Friday, March 14, 2014

xiph: 24/192 Music Downloads ...and why they make no sense

Another article (this one from March 2012) about high-definition audio, sampling rates, human hearing, and why the CD-standard format is a really good format for distributing audio.

Some notable quotes:

Unfortunately, there is no point to distributing music in 24-bit/192kHz format. Its playback fidelity is slightly inferior to 16/44.1 or 16/48, and it takes up 6 times the space.

Yes, this surprised me too. Unnecessary, I agree, but inferior?. As it turns out, inaudible ultrasonic content frequencies can cause intramodular distortion that may be audible unless you've got very high-end equipment that can cleanly reproduce it.

The concept is similar to how high/mid/low frequencies can interfere with each other, which is why most good amplifiers and speakers use separate discrete components (along with appropriate filters and crossovers) to process these ranges independently.

The article also talks about how 16 bits really is enough to capture the full dynamic range a human ear is capable of hearing:

16 bit linear PCM has a dynamic range of 96dB according to the most common definition, which calculates dynamic range as (6*bits)dB. Many believe that 16 bit audio cannot represent arbitrary sounds quieter than -96dB. This is incorrect.
With use of shaped dither, which moves quantization noise energy into frequencies where it's harder to hear, the effective dynamic range of 16 bit audio reaches 120dB in practice, more than fifteen times deeper than the 96dB claim.

120dB is greater than the difference between a mosquito somewhere in the same room and a jackhammer a foot away.... or the difference between a deserted 'soundproof' room and a sound loud enough to cause hearing damage in seconds.

And has so much range that any recording actually using it would be annoying to listen to in a normal room - I'd be constantly turning the volume up (to hear the quiet parts) and down (to avoid pain during the loud parts.) Just like I sometimes have to do when listening to music in the car or when trying to watch a movie while others are talking in the same room.

I would contend that 16-bits is more than sufficient, because audio that is comfortable to listen to in an uncontrolled environment should be compressed to less thaneven 96dB. (Although the high dynamic range is definitely welcome when I'm in a quiet room listening on good equipment.)

Finally, I want to quote a section on how loudness can impact preferences. I always knew that people tend to prefer louder sound, but I didn't realize how subtle the changes can be, and why you can't eliminate this factor from audio testing without specialized equipment:

The human ear can consciously discriminate amplitude differences of about 1dB, and experiments show subconscious awareness of amplitude differences under .2dB. Humans almost universally consider louder audio to sound better, and .2dB is enough to establish this preference.
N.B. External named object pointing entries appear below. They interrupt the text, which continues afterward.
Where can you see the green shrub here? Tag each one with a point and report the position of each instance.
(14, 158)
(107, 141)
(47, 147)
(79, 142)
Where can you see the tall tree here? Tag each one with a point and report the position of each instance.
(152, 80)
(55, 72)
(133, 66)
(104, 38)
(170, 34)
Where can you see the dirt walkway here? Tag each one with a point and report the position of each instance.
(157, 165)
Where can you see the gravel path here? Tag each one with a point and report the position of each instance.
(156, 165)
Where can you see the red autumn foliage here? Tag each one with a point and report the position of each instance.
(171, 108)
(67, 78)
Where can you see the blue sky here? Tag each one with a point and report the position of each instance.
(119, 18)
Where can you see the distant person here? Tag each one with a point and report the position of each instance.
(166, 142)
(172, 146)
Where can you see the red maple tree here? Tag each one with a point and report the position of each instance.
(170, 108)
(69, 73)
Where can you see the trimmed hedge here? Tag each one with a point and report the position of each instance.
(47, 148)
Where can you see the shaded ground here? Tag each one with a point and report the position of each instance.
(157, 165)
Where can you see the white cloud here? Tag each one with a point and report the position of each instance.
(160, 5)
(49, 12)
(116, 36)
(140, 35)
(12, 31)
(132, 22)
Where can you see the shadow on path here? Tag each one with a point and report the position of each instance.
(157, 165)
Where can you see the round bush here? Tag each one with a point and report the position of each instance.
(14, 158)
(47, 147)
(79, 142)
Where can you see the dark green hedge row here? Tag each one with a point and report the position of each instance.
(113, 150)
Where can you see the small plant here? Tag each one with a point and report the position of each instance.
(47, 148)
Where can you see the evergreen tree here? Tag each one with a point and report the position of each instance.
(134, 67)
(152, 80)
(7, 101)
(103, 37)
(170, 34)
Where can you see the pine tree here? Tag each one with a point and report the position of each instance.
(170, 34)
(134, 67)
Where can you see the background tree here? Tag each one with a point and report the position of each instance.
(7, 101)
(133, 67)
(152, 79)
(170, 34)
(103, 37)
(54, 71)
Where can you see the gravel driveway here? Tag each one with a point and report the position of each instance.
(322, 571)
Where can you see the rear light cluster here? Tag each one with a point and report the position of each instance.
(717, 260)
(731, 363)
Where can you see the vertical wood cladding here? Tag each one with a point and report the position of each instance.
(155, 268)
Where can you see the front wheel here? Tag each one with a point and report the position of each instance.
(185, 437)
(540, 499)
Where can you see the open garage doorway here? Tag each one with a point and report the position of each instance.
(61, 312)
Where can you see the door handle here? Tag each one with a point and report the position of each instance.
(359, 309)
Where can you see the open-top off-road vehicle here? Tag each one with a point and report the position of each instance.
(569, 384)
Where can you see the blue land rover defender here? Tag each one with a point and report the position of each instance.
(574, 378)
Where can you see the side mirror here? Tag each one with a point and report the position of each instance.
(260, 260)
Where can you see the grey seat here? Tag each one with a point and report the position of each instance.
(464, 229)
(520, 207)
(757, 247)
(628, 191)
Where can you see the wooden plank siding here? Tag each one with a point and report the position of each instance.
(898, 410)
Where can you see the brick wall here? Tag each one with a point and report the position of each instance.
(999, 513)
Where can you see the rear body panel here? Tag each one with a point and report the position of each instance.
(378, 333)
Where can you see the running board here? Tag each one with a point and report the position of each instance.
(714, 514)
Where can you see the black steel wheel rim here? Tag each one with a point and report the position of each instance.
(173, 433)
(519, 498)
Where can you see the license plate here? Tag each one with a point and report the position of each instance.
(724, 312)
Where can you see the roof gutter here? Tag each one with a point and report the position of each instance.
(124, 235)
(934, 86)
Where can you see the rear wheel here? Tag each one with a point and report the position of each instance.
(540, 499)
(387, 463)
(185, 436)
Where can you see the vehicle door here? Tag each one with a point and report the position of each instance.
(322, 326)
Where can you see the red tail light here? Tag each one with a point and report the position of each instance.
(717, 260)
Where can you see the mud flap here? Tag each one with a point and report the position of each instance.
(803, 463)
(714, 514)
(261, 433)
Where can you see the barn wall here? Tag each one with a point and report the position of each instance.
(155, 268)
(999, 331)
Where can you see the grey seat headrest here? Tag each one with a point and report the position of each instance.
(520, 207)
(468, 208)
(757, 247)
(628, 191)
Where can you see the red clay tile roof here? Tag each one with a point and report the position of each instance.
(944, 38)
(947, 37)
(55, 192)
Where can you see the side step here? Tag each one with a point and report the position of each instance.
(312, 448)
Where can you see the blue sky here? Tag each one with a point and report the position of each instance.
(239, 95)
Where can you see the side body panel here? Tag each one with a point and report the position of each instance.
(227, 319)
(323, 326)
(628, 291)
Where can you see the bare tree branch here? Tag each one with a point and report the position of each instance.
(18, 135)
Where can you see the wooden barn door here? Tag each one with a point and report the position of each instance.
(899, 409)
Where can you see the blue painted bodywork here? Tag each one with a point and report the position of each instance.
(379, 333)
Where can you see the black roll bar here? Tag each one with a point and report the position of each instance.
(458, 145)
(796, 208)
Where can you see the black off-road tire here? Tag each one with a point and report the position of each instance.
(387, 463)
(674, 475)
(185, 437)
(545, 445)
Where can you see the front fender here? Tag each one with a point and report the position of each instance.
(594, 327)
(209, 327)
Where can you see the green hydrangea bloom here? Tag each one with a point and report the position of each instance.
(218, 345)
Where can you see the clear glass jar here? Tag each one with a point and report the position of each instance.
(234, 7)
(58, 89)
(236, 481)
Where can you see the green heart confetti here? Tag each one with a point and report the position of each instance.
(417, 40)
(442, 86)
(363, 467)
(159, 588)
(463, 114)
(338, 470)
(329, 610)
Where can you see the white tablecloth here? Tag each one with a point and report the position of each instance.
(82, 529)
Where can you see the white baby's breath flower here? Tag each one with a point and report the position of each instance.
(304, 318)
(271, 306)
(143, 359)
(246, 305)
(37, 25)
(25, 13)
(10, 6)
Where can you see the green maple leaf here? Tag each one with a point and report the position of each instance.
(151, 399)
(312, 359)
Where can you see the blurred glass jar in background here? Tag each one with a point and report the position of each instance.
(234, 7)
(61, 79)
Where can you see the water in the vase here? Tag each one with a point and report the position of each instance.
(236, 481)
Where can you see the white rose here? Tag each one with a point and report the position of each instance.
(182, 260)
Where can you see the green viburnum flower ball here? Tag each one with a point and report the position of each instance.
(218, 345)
Any comparison that fails to carefully amplitude-match the choices will see the louder choice preferred, even if the amplitude difference is too small to consciously notice. Stereo salesmen have known this trick for a long time.

The professional testing standard is to match sources to within .1dB or better. This often requires use of an oscilloscope or signal analyzer. Guessing by turning the knobs until two sources sound about the same is not good enough.
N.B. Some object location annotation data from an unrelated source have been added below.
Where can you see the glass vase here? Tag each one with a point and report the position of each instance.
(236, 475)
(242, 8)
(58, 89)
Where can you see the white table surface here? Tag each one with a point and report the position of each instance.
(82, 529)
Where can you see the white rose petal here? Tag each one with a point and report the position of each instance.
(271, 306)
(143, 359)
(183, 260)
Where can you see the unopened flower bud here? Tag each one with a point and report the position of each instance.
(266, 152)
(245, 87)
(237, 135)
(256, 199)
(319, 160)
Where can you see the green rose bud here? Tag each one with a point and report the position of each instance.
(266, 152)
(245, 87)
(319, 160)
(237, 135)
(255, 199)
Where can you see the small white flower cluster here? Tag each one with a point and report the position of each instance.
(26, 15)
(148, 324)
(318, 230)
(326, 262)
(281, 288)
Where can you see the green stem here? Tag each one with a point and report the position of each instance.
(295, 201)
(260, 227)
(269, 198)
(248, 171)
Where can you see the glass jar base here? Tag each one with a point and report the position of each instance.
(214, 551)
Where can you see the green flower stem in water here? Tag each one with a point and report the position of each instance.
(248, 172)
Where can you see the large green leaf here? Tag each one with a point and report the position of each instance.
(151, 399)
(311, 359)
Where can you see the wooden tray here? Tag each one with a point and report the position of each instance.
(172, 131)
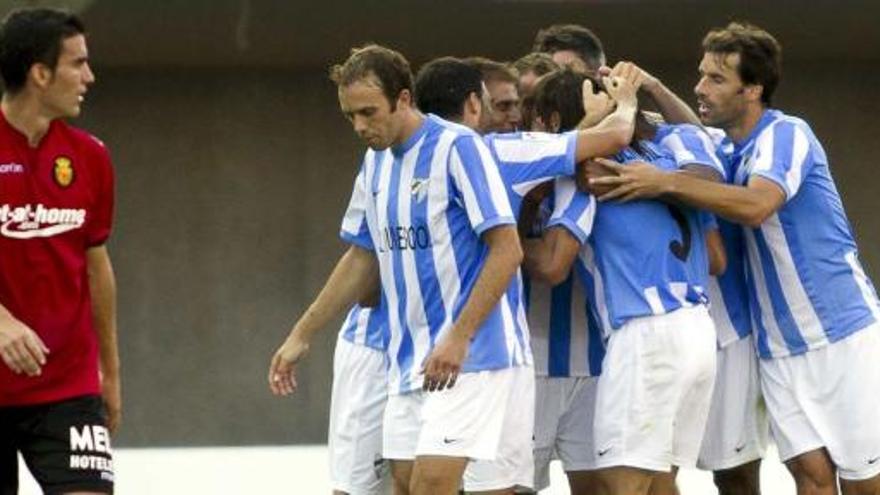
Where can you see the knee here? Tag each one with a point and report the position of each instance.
(741, 480)
(815, 478)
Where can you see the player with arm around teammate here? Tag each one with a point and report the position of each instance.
(649, 297)
(452, 89)
(814, 309)
(430, 220)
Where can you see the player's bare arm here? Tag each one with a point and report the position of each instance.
(355, 277)
(102, 285)
(20, 347)
(673, 108)
(505, 255)
(749, 205)
(717, 254)
(550, 258)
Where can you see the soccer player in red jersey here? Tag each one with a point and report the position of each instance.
(59, 381)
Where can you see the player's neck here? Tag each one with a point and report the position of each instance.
(24, 114)
(411, 122)
(744, 126)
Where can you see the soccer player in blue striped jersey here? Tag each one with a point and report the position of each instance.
(430, 222)
(737, 429)
(815, 311)
(452, 89)
(645, 266)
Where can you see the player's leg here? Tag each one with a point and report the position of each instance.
(401, 475)
(632, 426)
(575, 443)
(664, 483)
(813, 473)
(400, 434)
(744, 479)
(624, 480)
(869, 486)
(548, 408)
(737, 432)
(653, 398)
(461, 423)
(513, 466)
(823, 407)
(357, 405)
(66, 446)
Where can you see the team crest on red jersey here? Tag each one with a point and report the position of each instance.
(63, 171)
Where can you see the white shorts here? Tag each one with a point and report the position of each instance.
(655, 390)
(829, 397)
(738, 429)
(564, 425)
(463, 421)
(357, 404)
(514, 464)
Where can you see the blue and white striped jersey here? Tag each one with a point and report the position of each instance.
(566, 337)
(639, 258)
(366, 326)
(421, 207)
(689, 145)
(728, 293)
(527, 159)
(807, 285)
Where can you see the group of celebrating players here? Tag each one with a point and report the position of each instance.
(540, 269)
(629, 292)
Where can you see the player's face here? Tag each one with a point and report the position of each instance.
(70, 79)
(364, 104)
(720, 91)
(527, 82)
(504, 114)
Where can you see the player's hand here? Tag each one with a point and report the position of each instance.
(112, 394)
(21, 348)
(444, 364)
(636, 180)
(282, 369)
(596, 105)
(623, 91)
(637, 76)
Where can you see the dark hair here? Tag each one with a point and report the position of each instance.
(572, 37)
(561, 91)
(491, 70)
(444, 84)
(387, 66)
(33, 36)
(760, 55)
(537, 62)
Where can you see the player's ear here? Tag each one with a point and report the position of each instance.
(40, 74)
(405, 98)
(555, 122)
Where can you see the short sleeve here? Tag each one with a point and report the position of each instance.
(478, 183)
(355, 229)
(527, 159)
(690, 145)
(783, 155)
(572, 209)
(100, 222)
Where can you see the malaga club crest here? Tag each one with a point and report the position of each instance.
(63, 171)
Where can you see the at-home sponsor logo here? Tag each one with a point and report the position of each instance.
(30, 221)
(11, 168)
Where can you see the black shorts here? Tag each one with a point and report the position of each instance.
(65, 444)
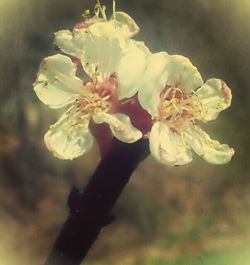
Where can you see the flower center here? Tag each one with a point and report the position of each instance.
(92, 103)
(178, 109)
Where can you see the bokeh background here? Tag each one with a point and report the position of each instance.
(194, 214)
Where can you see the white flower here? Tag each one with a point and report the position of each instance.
(113, 64)
(174, 94)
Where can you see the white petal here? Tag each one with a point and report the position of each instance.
(120, 126)
(131, 69)
(128, 26)
(167, 146)
(57, 84)
(102, 50)
(211, 150)
(183, 74)
(71, 43)
(153, 82)
(67, 141)
(214, 96)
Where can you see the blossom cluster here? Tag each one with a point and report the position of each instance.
(107, 77)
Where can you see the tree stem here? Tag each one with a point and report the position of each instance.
(90, 210)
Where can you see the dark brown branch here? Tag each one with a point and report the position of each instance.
(90, 210)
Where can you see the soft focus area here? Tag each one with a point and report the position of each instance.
(188, 215)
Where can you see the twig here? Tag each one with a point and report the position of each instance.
(90, 210)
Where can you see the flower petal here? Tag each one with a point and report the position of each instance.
(120, 126)
(68, 141)
(214, 96)
(131, 68)
(128, 26)
(183, 74)
(153, 82)
(102, 50)
(71, 42)
(57, 84)
(211, 150)
(167, 146)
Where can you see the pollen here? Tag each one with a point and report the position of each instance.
(177, 109)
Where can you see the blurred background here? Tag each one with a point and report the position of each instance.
(194, 214)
Please read the complete article including the footnotes. There's a lot of great information in here.

If people want to switch to a new audio format that sounds better than the MP3s they have now, they would be best off by simply re-ripping their CDs into a lossless format like FLAC or Apple Lossless. By simply removing all compression artifacts, you will get audio that will sound great if your playback equipment is up to the task.


Drew said...

I agree for the most part, except for the part about the intermodular distortion. Most modern mastering is done at 24/192 so that is where the distortion is going to occur. The mastering engineer can try to filter it out then or leave it in. If it is in the audible range at that point, it will still be in the audible range when it is downsampled. My point is I don't think 24/192 would ever sound worse than 16/44. Best bet is to record/mix/master on 2" analog and listen on vinyl :P

Shamino said...

You are correct. The intermodular distortion is not the result of mastering at high bit-rates, but of trying to actually record and preserve ultrasonic frequencies in the final mix presented to the end-customers.
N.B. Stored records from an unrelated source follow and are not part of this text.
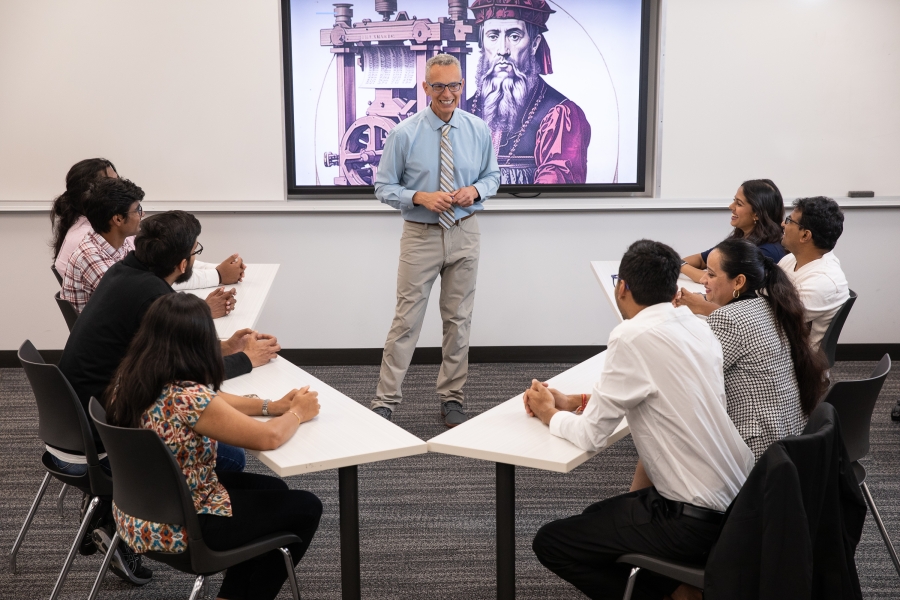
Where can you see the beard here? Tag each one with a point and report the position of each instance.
(504, 95)
(187, 273)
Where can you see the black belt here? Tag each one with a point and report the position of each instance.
(675, 509)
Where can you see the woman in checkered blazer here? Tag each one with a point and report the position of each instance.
(773, 378)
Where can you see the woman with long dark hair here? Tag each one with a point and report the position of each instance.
(67, 213)
(168, 382)
(756, 215)
(773, 378)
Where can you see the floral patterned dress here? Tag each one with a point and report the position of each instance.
(173, 417)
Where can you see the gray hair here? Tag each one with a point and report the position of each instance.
(441, 60)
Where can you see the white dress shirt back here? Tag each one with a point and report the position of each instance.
(823, 291)
(663, 371)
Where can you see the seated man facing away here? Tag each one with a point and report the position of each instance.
(164, 253)
(114, 212)
(97, 191)
(663, 372)
(810, 234)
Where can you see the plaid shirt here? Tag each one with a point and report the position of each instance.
(87, 265)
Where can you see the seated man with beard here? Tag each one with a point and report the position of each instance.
(539, 135)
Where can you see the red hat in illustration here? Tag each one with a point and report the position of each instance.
(535, 12)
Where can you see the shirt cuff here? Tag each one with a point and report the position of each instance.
(406, 198)
(557, 422)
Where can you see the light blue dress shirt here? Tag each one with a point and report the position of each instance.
(411, 159)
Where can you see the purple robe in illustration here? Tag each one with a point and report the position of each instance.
(550, 145)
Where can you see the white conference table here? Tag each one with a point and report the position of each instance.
(509, 437)
(251, 298)
(344, 434)
(605, 269)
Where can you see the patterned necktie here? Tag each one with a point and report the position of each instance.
(447, 218)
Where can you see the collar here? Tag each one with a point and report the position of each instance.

The distortion is an artifact of your playback technology not being able to respond in a linear fashion to such a huge frequency range, not of problems with the recorded material itself. It will primarily manifest itself if you get a playback device capable of ultrasound and try to run such a signal through normal amplifiers and speakers. They will either filter out the ultrasound (eliminating any theoretical advantage) or will introduce distortion in the audible frequencies.

If you read the article in detail, it talks about different ways to eliminate the distortion. One way is to get better amplifiers and speakers that can reproduce ultrasound without creating distortions in the lower frequencies. Another is to just filter out the ultrasound and not try to reproduce it at all. Another is to filter out those frequencies during the final mix-down so they never get into your recording. Another is to filter them from the mix and record using existing 44KHz sampling. The author's point is that all three will sound the same, but the latter approaches will cost a lot less, meaning you will be able to spend that money on other more effective ways of improving what you hear.